I did not observe the ground spider in the act of feeding on the spiderlings, but she was more plump than usual. There were living spiderlings and shed exoskeletons from spiderling molts present in the nursery web.
Cesonia bilineata might make a habit of feeding on the spiderlings of other species, as one researcher observed the species in the nursery web of a Green Lynx Spider, Peucetia viridans, in South Carolina (Willey and Adler, 1989). So far the evidence for predation on spiderlings guarded by the mother spider is apparently "circumstantial," but intriguing and highly suggestive. C. bilineata is, in fact, known to prey on other spiders by attacking the victim from behind (Bradley, 2013)
I also find it curious that so many of the "ground spiders" are highly arboreal, more likely to be found clambering about on foliage and twigs, or scaling walls, than to se seen scurrying over the surface of the soil. They are incredibly agile, too.

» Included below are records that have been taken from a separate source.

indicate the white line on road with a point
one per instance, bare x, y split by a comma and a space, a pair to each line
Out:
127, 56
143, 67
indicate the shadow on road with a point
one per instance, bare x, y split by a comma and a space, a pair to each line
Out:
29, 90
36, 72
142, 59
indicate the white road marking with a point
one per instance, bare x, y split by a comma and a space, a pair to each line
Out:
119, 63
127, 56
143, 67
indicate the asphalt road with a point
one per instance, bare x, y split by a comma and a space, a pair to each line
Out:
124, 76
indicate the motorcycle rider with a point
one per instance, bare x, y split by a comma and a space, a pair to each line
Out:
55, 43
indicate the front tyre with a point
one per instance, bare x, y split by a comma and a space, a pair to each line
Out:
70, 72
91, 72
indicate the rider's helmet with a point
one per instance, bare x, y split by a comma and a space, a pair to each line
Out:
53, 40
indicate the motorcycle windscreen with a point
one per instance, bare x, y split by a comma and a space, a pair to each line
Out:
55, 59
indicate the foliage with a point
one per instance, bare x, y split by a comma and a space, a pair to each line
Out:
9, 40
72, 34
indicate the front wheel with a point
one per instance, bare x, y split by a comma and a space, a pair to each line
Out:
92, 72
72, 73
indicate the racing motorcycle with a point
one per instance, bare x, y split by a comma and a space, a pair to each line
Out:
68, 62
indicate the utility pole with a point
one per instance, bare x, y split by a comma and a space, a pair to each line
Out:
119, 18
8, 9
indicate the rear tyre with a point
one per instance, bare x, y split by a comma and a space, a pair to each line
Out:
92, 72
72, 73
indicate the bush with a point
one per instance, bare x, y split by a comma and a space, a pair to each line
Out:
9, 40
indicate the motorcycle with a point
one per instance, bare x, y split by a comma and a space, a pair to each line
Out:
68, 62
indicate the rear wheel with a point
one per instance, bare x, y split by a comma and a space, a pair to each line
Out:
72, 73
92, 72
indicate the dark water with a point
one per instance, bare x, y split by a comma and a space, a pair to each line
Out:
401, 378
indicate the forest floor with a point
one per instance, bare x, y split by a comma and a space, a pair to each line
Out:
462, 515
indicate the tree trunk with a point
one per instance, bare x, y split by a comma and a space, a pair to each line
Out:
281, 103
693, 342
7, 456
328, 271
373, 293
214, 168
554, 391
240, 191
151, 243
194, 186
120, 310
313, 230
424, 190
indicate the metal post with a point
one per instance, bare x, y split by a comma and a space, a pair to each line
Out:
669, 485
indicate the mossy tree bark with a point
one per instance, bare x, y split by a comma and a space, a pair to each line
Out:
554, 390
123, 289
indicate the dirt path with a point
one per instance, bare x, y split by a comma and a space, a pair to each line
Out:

Cesonia bilineata is a common, widespread spider in the eastern United States from New England south to the Florida panhandle and west to Nebraska. Look for it in wooded habitats.
Sources: Bradley, Richard A. 2013. Common Spiders of North America. Berkeley: University of California Press. 271 pp.
Willey, Marianne B. and Peter H. Adler. 1989. "Biology of Peucetia viridans (Araneae, Oxyopidae) in South Carolina, with Special Reference to Predation and Maternal Care," J. Arachnol. 17(3): 275-284.